ARPA-E’s first solicitation, announced earlier this year, was highly competitive and resulted in funding 37 projects aimed at transformational innovations in energy storage, biofuels, carbon capture, renewable power, building efficiency, vehicles, and other areas. Today’s announcement, which represents the Agency’s second round of funding opportunities, is focused specifically on three areas of technology representing new approaches for biofuels, carbon capture, and batteries for electric vehicles:

Areas of focus included under today’s funding opportunity include:

  1. Electrofuels. ARPA-E is seeking new ways to make liquid transportation fuels - without using petroleum or biomass - by using microorganisms to harness chemical or electrical energy to convert carbon dioxide into liquid fuels. Many methods of producing advanced and cellulosic biofuels are under development to lessen our dependence on petroleum and lower carbon emissions. Most of the methods currently under development involve converting biomass or waste, while there are also approaches to directly produce liquid transportation fuels from sunlight and carbon dioxide, typically using photosynthesis. The objective of this topic is to develop an entirely new paradigm for the production of liquid fuels that could overcome the challenges associated with current technologies. Although photosynthetic routes show promise, overall efficiencies remain low. ARPA-E requests innovative proposals which can overcome these challenges through the utilization of metabolic engineering and synthetic biological approaches for the efficient conversion of carbon dioxide to liquid transportation fuels. ARPA-E specifically seeks the development of organisms capable of extracting energy from hydrogen, from reduced earth-abundant metal ions, from robust, inexpensive, readily available organic redo active species, or directly from electric current. Theoretically such an approach could be 10 times more efficient than current photosynthetic-biomass approaches to liquid fuel production.

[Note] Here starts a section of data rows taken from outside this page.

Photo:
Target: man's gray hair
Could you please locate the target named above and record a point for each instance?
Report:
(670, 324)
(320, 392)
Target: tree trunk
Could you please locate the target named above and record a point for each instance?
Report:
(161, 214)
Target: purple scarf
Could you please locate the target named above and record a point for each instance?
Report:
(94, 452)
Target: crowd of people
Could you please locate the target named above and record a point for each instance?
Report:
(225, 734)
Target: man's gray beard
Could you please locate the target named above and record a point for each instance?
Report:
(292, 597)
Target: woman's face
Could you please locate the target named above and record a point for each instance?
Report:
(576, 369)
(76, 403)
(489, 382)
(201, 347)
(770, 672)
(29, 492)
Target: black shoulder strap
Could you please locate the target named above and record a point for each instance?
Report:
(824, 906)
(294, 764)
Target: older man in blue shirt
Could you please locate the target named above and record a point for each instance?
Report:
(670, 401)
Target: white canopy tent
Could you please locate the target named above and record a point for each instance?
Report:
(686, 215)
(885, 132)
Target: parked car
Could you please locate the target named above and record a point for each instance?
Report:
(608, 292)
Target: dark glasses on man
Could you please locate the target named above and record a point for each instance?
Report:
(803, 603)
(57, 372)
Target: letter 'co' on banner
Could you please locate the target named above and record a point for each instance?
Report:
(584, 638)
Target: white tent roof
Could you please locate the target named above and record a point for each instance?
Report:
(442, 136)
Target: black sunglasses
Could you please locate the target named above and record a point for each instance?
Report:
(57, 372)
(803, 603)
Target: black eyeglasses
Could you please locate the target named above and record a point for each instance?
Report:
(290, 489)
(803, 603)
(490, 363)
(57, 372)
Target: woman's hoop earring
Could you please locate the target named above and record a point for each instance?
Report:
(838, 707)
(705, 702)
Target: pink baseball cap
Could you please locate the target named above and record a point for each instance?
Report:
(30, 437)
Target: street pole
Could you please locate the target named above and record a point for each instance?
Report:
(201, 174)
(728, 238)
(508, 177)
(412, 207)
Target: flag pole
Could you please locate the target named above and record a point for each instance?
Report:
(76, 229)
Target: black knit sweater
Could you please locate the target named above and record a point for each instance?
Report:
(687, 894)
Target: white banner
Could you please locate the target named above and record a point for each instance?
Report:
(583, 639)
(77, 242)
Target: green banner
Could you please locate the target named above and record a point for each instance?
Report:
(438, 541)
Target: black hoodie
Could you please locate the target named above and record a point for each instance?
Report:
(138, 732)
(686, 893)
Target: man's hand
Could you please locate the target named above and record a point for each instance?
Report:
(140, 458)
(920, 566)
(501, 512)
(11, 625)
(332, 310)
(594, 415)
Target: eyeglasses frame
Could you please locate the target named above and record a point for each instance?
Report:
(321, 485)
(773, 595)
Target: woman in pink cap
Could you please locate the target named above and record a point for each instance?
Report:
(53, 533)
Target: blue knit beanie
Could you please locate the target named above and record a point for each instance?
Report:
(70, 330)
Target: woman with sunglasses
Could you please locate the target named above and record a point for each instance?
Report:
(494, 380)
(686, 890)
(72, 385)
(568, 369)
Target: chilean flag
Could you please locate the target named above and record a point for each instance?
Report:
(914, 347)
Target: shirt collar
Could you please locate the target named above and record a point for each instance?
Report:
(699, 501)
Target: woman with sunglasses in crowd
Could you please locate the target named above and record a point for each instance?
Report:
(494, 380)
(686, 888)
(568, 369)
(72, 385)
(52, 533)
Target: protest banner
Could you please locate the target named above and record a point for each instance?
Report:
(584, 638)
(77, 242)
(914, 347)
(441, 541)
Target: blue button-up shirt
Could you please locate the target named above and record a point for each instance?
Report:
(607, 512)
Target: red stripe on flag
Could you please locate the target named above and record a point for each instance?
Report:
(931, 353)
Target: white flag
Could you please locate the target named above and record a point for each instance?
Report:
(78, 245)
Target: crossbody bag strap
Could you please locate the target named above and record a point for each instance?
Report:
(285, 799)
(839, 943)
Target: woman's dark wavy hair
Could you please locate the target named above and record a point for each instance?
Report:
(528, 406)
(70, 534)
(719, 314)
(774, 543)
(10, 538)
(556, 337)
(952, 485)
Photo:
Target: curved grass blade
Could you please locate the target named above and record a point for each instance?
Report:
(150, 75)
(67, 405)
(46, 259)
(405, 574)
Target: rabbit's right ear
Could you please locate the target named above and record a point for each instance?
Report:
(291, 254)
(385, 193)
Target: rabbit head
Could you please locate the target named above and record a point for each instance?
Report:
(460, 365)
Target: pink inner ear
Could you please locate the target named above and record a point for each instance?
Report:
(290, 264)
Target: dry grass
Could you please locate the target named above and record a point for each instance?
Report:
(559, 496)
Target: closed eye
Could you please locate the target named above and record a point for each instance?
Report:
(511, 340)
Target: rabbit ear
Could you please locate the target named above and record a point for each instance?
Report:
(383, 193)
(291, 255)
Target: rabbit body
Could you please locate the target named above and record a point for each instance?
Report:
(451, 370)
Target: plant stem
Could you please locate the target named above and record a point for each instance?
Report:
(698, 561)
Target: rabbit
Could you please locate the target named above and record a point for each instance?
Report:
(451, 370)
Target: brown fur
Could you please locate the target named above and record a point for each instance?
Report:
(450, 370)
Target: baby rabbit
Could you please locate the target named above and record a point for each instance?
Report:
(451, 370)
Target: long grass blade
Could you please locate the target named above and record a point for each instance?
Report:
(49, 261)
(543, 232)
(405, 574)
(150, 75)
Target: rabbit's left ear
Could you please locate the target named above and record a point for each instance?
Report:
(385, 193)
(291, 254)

  2. Innovative Materials & Processes for Advanced Carbon Capture Technologies (IMPACCT). Coal-fired power plants currently generate approximately 50% of the electricity in the United States. While coal is a cheap and abundant resource, the continued reliance upon coal as an energy source could potentially have serious consequences in terms of global warming. The objective of this topic is to fund high risk, high reward research efforts that will revolutionize technologies that capture carbon dioxide from coal-fired power plants, thereby preventing release into the atmosphere. ARPA-E seeks to complement existing DOE efforts in the field of carbon capture, led by the Office of Fossil Energy and National Energy Technology Laboratory, by accelerating promising ideas from the basic research stage towards large-scale demonstrations and ultimately, commercialization. Areas of interest include: low-cost catalysts to enable systems with superior thermodynamics that are not currently practical due to slow kinetics; robust materials that resist degradation from caustic contaminants in flue gas; and advanced capture processes that dramatically reduce the parasitic energy penalties and corresponding increase in the cost of electricity required for carbon capture.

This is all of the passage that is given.